# My bank changing its online presence



## Marie5656 (May 10, 2022)

*My local bank made a lot of changes, effective yesterday. Including getting a new bank card, having to change my pin, and changing my account number.  So, I had to resetablish all my credentials on the web page.  They were having a lot of issues with the changeover as customers could not do anything until yesterday.  A lot of sign in issues on web page.   Just got my website account all settled as of about 7PM Eastern US time.  Starting yesterday morning.
Next step...changing my bank info on all websites I pay for things...Amazon, credit card, a couple other sites I have payment info...like Netflix and Hulu.
Also remembered to give new info to my apartment management, as I am on auto pay  WOW*


----------



## Jace (May 10, 2022)

My bank "changed", too..but it seemed to be an o.k. transition.

Good Luck, Marie!


----------



## Jules (May 10, 2022)

Marie, what was their logic for all these changes?


----------



## Marie5656 (May 10, 2022)

Jules said:


> Marie, what was their logic for all these changes?

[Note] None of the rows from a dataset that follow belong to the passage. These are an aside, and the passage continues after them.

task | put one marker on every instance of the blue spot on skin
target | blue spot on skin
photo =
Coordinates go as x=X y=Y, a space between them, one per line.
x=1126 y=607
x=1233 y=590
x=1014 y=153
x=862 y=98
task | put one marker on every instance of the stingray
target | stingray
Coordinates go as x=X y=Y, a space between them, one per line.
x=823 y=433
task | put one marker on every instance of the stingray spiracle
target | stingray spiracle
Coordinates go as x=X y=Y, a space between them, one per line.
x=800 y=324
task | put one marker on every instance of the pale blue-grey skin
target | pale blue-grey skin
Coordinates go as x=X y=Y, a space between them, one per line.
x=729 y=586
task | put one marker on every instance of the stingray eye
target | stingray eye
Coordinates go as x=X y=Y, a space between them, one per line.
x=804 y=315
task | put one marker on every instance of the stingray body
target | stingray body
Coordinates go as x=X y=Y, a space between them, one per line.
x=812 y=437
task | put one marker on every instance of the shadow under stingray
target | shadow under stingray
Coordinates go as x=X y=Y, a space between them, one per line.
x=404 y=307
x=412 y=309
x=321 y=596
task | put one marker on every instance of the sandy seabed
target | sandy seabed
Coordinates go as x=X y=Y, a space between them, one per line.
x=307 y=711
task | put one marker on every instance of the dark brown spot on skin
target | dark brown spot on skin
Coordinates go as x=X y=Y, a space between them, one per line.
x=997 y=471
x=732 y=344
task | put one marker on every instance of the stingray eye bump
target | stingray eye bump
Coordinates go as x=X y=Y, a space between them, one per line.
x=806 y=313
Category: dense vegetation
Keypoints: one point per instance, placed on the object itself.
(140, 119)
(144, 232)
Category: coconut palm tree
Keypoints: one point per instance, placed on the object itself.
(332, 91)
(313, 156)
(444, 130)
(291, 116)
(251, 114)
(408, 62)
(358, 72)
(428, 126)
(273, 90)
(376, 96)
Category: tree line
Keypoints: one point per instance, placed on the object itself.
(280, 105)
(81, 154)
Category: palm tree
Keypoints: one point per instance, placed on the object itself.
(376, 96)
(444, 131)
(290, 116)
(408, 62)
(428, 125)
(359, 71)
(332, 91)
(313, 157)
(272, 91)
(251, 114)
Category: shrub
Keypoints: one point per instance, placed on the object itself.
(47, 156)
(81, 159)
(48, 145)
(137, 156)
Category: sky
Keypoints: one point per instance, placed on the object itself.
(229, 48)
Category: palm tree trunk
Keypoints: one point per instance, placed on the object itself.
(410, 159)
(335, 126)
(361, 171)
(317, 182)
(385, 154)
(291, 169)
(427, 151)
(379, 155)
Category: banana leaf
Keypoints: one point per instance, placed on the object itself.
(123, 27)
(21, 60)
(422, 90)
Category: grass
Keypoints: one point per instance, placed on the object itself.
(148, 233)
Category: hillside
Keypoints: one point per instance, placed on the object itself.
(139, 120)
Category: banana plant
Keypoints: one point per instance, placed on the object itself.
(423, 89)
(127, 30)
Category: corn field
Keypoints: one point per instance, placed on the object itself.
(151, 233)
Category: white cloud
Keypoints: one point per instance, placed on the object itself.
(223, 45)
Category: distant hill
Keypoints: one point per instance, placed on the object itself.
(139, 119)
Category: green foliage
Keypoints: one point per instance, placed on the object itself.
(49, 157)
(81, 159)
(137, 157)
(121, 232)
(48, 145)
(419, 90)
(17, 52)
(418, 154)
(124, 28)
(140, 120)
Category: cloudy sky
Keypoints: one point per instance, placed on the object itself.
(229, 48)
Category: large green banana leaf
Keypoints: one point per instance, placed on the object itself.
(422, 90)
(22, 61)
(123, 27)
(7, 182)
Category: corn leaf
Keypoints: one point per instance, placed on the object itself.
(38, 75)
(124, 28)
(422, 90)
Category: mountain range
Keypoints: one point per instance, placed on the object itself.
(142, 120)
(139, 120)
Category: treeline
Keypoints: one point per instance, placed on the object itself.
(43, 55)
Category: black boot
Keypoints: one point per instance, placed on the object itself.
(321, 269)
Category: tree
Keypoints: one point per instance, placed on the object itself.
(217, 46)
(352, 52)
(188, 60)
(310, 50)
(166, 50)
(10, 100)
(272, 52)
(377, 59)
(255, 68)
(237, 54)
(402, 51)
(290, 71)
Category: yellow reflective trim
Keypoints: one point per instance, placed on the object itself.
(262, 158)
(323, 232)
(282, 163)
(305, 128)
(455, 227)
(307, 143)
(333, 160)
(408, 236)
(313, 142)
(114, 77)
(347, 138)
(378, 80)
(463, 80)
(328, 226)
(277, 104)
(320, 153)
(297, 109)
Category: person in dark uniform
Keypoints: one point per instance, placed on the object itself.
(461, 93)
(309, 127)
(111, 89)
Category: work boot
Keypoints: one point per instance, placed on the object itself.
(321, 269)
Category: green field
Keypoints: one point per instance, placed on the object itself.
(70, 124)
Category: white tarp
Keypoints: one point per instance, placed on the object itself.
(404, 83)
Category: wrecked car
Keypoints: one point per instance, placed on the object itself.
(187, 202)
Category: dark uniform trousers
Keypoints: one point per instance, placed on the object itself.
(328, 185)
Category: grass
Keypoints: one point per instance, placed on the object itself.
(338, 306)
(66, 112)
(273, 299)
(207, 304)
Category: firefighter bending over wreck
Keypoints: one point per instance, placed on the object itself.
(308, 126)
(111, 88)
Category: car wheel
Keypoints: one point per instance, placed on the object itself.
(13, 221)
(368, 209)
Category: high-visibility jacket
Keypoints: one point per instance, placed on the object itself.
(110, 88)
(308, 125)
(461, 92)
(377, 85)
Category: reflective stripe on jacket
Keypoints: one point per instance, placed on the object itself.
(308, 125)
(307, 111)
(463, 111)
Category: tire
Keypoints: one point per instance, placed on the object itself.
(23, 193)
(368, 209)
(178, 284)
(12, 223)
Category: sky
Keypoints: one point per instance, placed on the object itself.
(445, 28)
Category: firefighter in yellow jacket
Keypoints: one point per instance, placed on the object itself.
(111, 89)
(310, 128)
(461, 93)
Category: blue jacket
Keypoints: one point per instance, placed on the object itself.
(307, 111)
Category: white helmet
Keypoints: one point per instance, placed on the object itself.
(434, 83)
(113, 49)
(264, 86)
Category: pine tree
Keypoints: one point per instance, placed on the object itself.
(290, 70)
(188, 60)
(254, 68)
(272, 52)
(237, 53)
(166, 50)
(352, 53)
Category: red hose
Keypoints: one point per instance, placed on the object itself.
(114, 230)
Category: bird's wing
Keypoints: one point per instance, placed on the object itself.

Aparently they were combining all of the subsets of the name...Banking, investments etc under one umbrella presence.  There was more to the explanation, but that is what I remember being told


----------



## Colleen (May 11, 2022)

Marie5656 said:


> *My local bank made a lot of changes, effective yesterday. Including getting a new bank card, having to change my pin, and changing my account number.  So, I had to resetablish all my credentials on the web page.  They were having a lot of issues with the changeover as customers could not do anything until yesterday.  A lot of sign in issues on web page.   Just got my website account all settled as of about 7PM Eastern US time.  Starting yesterday morning.
> Next step...changing my bank info on all websites I pay for things...Amazon, credit card, a couple other sites I have payment info...like Netflix and Hulu.
> Also remembered to give new info to my apartment management, as I am on auto pay  WOW*


Wow...what a pain in the butt! I just did all that when we moved in Feb. from AZ to PA...plus all the utilities, driver's license, car registration...blah, blah, blah. We still have our account open with the bank in AZ because it's taken a couple months to get SS to deposit to the bank in PA.


----------



## OneEyedDiva (May 12, 2022)

Wow! What a pain Marie! It's good you've managed to get a handle on everything that needed to be done.


----------



## RubyK (May 12, 2022)

My bank was purchased by a larger bank last year. I was concerned because I had been with my old bank for years. It worked out okay except for a couple of minor glitches. I'm happy with the new bank.


----------



## Packerjohn (May 12, 2022)

Oh yes!  Big changes at the bank might not be all that good.  Maybe it gives employees something to do to justify their salaries?  I'm from the ole school, "If it ain't broken, don't fix it."  Your posting reminds me of Microsoft Windows, Upgrades and change all the time.  It also reminds me of some grocery stores; by the time you figure out where everything is, they go ahead and move things around.  I think there was a movie one day that says it a lot about our society: "It's a Mad, Mad, Mad, Mad World."


----------